NEWVectors or files. Pick a path.Start →
    Retrieval
    17 min read
    Updated 2026-06-19

    Query Transformation Pipelines: Turning a Raw Agent Question Into Searchable Intent

    Most retrieval failures happen before the index is ever touched, in the gap between what an agent typed and what the corpus indexed. This guide teaches the front-door algorithms that close that gap: query classification and routing, multi-query fan-out with reciprocal rank fusion, HyDE versus pseudo-relevance feedback, modality routing for multimodal corpora, and how to evaluate the transform itself, then wires the pattern into a Mixpeek retriever.

    Query Transformation
    Query Understanding
    HyDE
    Reciprocal Rank Fusion
    Modality Routing
    Retrieval

    The Failure Nobody Looks At



    When retrieval returns the wrong evidence, the reflex is to blame the index, the embedding model, or the reranker. But a large share of misses happen earlier, in the gap between the words the agent produced and the words the corpus was indexed with. The query "did the speaker walk back the Q3 guidance" will not land near a transcript chunk that says "we are revising our full-year outlook downward," even though they mean the same thing. No amount of reranking saves a first stage that never surfaced the right candidate.

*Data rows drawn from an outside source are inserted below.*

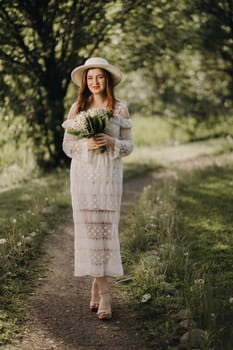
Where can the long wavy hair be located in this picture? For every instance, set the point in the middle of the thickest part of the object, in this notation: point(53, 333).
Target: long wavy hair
point(85, 97)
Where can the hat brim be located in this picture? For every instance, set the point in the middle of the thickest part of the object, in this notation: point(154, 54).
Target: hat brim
point(77, 73)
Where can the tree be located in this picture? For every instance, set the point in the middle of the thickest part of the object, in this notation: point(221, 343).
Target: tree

    This gap is called the vocabulary mismatch problem, and it predates embeddings: lexical search has fought it for decades and dense search only narrows it. The query side of the pipeline, everything that happens between the raw question and the vector or term that actually hits the index, is the cheapest place to fix retrieval, because it runs once per query instead of once per document. That stage is query transformation, and for an agent it is the difference between a question and a search.

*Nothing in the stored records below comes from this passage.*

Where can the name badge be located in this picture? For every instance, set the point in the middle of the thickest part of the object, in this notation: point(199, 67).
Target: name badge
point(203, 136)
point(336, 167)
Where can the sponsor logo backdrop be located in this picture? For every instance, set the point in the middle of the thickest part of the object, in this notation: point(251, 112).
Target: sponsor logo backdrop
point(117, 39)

    For an agent reading unstructured content the problem is sharper than in plain text RAG, for three reasons:

  1. The query is often a reasoning trace, not a clean question, so the actual search need is buried in accumulated context.
  2. The corpus is multimodal, so the same query might need to hit a transcript index, a visual-embedding index, or an OCR index, and the agent has to decide which.
  3. The query is frequently compound: "find the demo where the bottle is shown and the narrator mentions free returns" is two conditions over two modalities that no single vector matches well.


  4. A query transformation pipeline is a small sequence of steps that takes the raw input and produces one or more clean, routed, retrieval-ready queries. Here is the anatomy.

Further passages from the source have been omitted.